Is Europe that hard to explain?

This post originally appeared on the Orders Beyond Borders blog. A German version is available here.

Public support for the European integration project can hardly be treated as given any more. Public opinion on the EU fluctuates heavily. Critical media reporting from and about Brussels increases. And Eurosceptic campaigns and parties flourish in most EU memb­er states.

Both the public and the academic debates concentrate primarily on the strategies of the challenging actors in this regard. Yet, politicization is an interactive process. For the evolution of the debate about Europe, the political signals of the established actors are at least equally decisive.

For these actors – especially from governing or major opposition parties – political science mainly expects reluctant communication about European integration. The political ‘mainstream’ is expected to avoid internal partisan conflict on the EU while trying not to endanger supranational compromises. Thus clear political signals on the EU should be rare. Against surging public politicisation, however, this strategy is risky: a lack of competition about political alternatives within Europe may quickly lead to more fundamental opposition against Europe (for versions of this argument see here, here, here, or here). So, how do established political actors actually communicate on European integration?

In an earlier study, Pieter De Wilde and I analysed the supply of EU debate in four national parliaments across more than 20 years. In these key institutions of representative democracy mainly governing parties speak about the EU. Independent from their partisan colours, established opposition parties offer systematically less debate about Europe in contrast. What is worse, the parliamentary supply of political signals about the EU falters when domestic elections are close and when public EU opinion deteriorates. These findings bolster the view that conflict defusion is the dominant EU communication strategy of established political representatives.

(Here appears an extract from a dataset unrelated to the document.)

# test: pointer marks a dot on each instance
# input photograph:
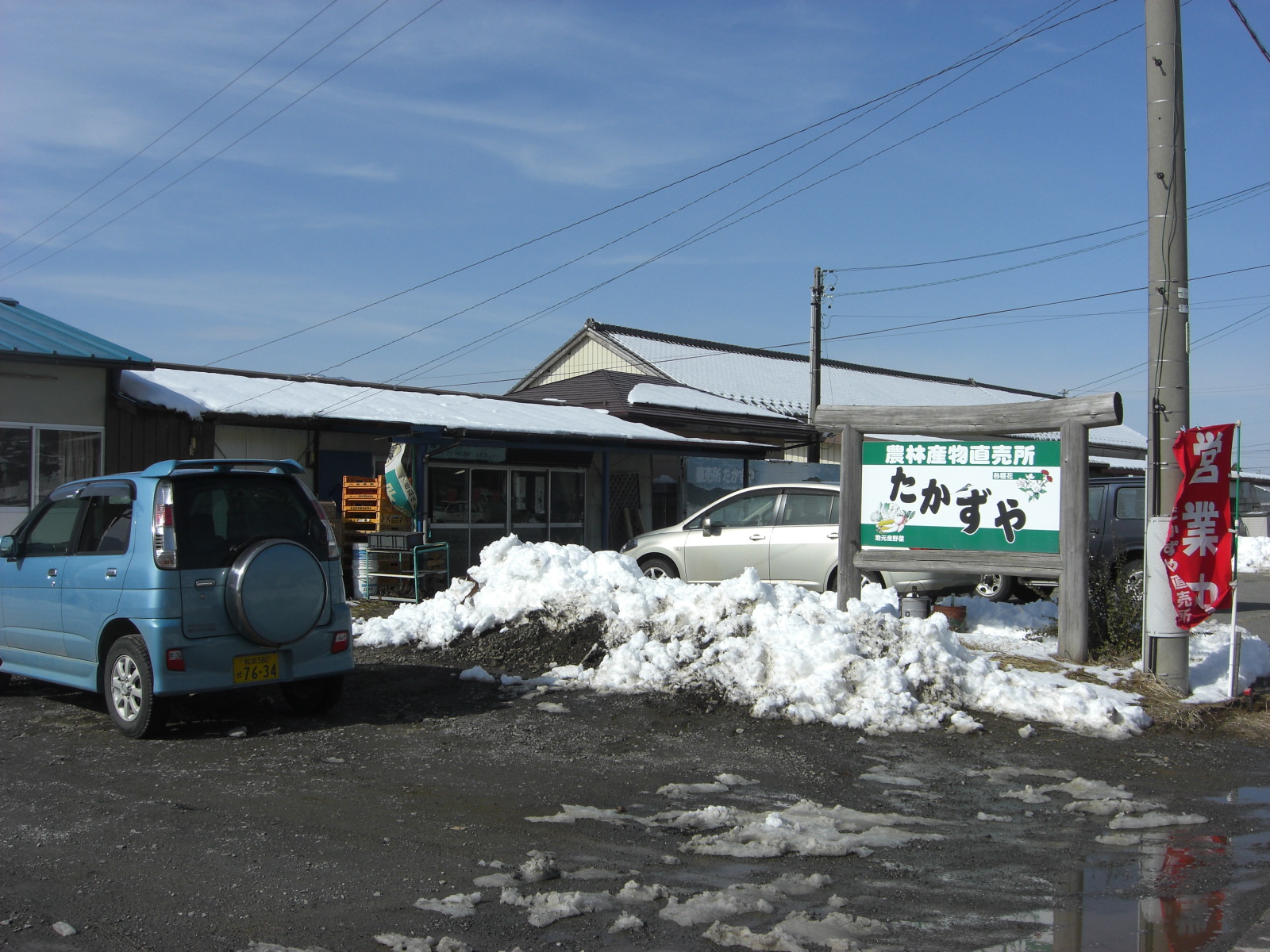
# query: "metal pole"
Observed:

This is emphasized further if one considers the quality of these political signals. For the conference ‘What stories does Europe tell?’ I extracted three-sentence windows around literal references to the EU or European integration from almost two million parliamentary speeches in Germany, the Netherlands, Spain, and the UK. For each of these text bits I then calculated the Flesh Reading Ease Score and compared it to a 1% random sample of parliamentary speeches from each country (a total of 19,260 speeches; data source: ParlSpeech).

The score presents a weighted index of sentence and term length. It is typically used in psycholinguistics to quantify the cognitive investment needed to decipher a text. With this instrument we can at least roughly assess how easily voters can understand political communication about Europe as compared to a random political speech.

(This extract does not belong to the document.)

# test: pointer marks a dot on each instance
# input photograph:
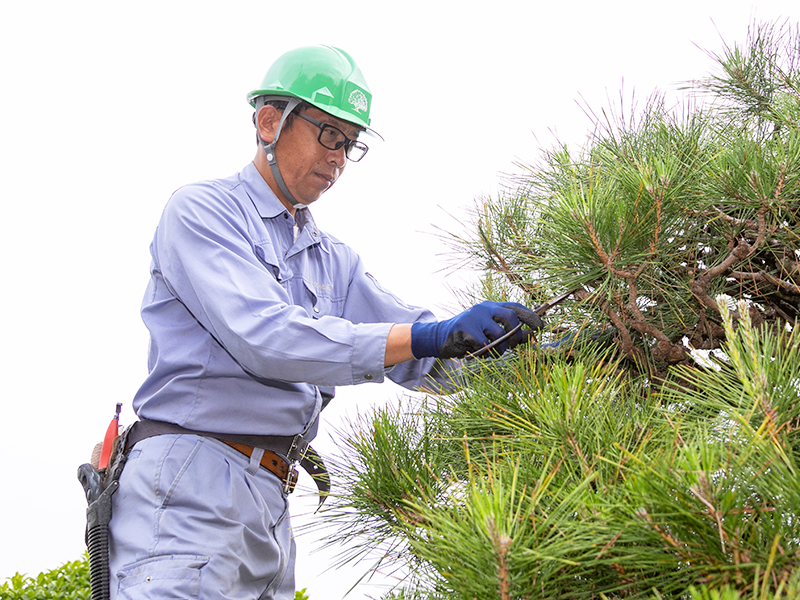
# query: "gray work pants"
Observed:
(194, 518)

Caution is warranted when interpreting these scores in absolute terms or comparing them across languages. But in relative terms the findings are unequivocally clear: In the more than 20 years of parliamentary discourse across all four covered countries, the language around European integration messages is much harder to decipher than the average political speech. When it comes to the EU, in other words, voters receive much less clear political signals.

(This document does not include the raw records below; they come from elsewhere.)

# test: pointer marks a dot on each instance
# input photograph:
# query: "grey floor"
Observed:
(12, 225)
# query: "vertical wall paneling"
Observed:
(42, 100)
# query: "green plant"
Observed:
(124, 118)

One might argue that EU topics are just more complex per se. Yet, for two reasons I consider this implausible. First, there are also national topics of high technical complexity – think of tax legislation or social insurance systems, for example. From a purely factual perspective our comparative sample should thus not be as systematically different as it is. Second, it is plausible that domestic MPs approach communication professionally. Especially in prepared speeches they should be able to express complex topics in short sentences with understandable terminology as well. Thus also for these findings we can assume that the language on Europe is intentionally diffuse for strategic reasons.

This strategic perspective is furthermore bolstered by a recent study with Bart Bes and Martijn Schoonvelde. We analysed around 9,000 public speeches of national leaders and European Commissioners during the onset of the Eurocrisis 2007-2015. One key finding: The complexity of their communication on European integration increases when domestic public EU opinion deteriorates in conjunction with soaring Eurosceptic parties. Also in this analysis, thus, established political actors apparently try to defuse European integration conflicts rather than sending clear stances.

This faint-hearted communication might be understandable against short-term considerations. Yet, in the context of an intense public EU politicisation one may doubt whether this strategy is successful in the long term. Rhetorically obfuscating positions on Europe – instead of pro-actively defending and justifying them – plays well into the hands of those trying to sway voters by all too easy narratives of an elite collusion that is out of touch with the ordinary European citizen.